What is unfolding before the Parliamentary Committee on Statutory Bodies and Public Enterprises is remarkable, and if the findings of the committees had any real life consequence, it would be satisfying to Ministers, CEOs and Permanent Secretaries who abscond on their duties suffer real penalties for abusing so much public faith placed on them.
In what appears to be a growing blame shifting game at the Parliamentary Committee on Statutory Bodies and Public Enterprises, it was interesting to see the Permanent Secretary at the Ministry of Transport, Neil Fitt, in a Trump-isque fashion trying to invoke the name of President Khama to couch himself from the predatory focus of Samson Guma Moyo.
Fitt was fully aware that by saying that Khama would have blocked he and Mabeo’s air craft window shopping trip to Brazil if it was illegal, he was seeking to make himself above reproach as he knew fully well that the president could not be criticized or called before the parliamentary committee even if he was directly implicated in allegations of wrong doing or negligence.
“The procedure is that when ministers and their officials go out for trips they inform the President and come back to report to the President. As you know what is discussed in Cabinet is confidential, we cannot know what was said in any cabinet meeting. However I am only aware of the Ministry of Transport trips in the media,” Government Spokesperson Jeff Ramsay unsurprisingly stated in an interview with The Botswana Gazette.
To close this “He said, She said” opening which Permanent Secretaries and their Ministers seem to have created for themselves to refuse taking responsibility before parliament, Guma berated Fitt for what he could have, outside parliament, called “making us fools”, and called him out for creating “a vacuum” so he said he created to justify usurping the responsibility of the defunct Air Botswana board- in violation of the relevant act.
A similar technique was apparent in the matter involving President Khama’s brother, Tshekedi who attempted to place blame on BTO’s CEO together with another officer, Gillian Blackbead who also said she worked under the assumption that she was authorized to make a P17 million tourism deal in Dubai. While Tshekedi suggested that his CEO mislead him, it was remarkable that a minister could attempt to pass the responsibility to account for so much money for a development in the Ministry he oversees. P17 million is not P17 000, and it is remarkable how the minister left so much to chance in a national investment he should have owned, particularly by ensuring that things are done by the book.
It is remarkable that almost every parastatal in this country has an absent board, an errant or frustrated CEO and a Minister claiming to having been misguided by the people who fall under his executive ambit.
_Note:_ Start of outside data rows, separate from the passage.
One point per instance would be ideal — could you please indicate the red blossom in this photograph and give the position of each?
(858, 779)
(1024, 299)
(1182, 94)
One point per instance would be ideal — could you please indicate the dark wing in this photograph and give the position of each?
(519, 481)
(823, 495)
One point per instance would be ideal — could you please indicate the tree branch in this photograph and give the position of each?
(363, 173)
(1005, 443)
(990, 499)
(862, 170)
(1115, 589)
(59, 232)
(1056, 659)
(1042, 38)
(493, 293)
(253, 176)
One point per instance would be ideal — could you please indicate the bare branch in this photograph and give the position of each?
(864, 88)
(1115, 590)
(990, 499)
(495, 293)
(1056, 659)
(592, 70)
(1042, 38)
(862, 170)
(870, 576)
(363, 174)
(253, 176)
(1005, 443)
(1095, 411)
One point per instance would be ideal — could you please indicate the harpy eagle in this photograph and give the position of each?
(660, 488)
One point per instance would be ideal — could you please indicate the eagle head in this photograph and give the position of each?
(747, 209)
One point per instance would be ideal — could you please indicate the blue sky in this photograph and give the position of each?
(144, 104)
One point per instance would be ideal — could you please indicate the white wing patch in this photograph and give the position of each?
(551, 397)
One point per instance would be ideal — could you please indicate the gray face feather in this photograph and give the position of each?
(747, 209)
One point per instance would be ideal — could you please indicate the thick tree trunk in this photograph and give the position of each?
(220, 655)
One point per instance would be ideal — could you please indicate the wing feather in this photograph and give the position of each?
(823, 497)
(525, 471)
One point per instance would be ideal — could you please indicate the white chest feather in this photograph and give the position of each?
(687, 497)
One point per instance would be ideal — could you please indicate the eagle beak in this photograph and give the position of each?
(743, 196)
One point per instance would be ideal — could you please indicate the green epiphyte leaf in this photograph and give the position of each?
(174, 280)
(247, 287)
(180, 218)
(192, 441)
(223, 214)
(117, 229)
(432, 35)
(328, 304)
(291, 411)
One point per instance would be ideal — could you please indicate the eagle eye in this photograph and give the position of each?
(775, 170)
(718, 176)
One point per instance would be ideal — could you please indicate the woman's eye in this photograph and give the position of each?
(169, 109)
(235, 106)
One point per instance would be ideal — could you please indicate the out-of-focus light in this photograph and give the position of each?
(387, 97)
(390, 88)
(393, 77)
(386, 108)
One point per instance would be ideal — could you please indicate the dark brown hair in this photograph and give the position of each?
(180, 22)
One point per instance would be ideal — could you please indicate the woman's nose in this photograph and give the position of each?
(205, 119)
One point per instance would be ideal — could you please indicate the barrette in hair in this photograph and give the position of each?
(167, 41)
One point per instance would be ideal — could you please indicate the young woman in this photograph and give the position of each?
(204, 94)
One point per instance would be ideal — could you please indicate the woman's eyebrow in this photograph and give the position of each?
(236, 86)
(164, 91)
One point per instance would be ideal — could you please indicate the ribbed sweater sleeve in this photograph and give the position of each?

Very often, it is these innocuous seeming omissions and confessions that make the general public suspicious of government officials, particularly how there seems to exist a vacuum between the gate keepers of good corporate governance who are more often than not trusted by the unsuspecting public to close these gaps- as the habit is to assume they were appoint on merit.
What is unfolding before the Parliamentary Committee on Statutory Bodies and Public Enterprises is remarkable, and if the findings of the committees had any real life consequence, it would be satisfying to see Ministers, CEOs and Permanent Secretaries who abscond on their duties suffer real penalties for abusing so much public faith placed on them.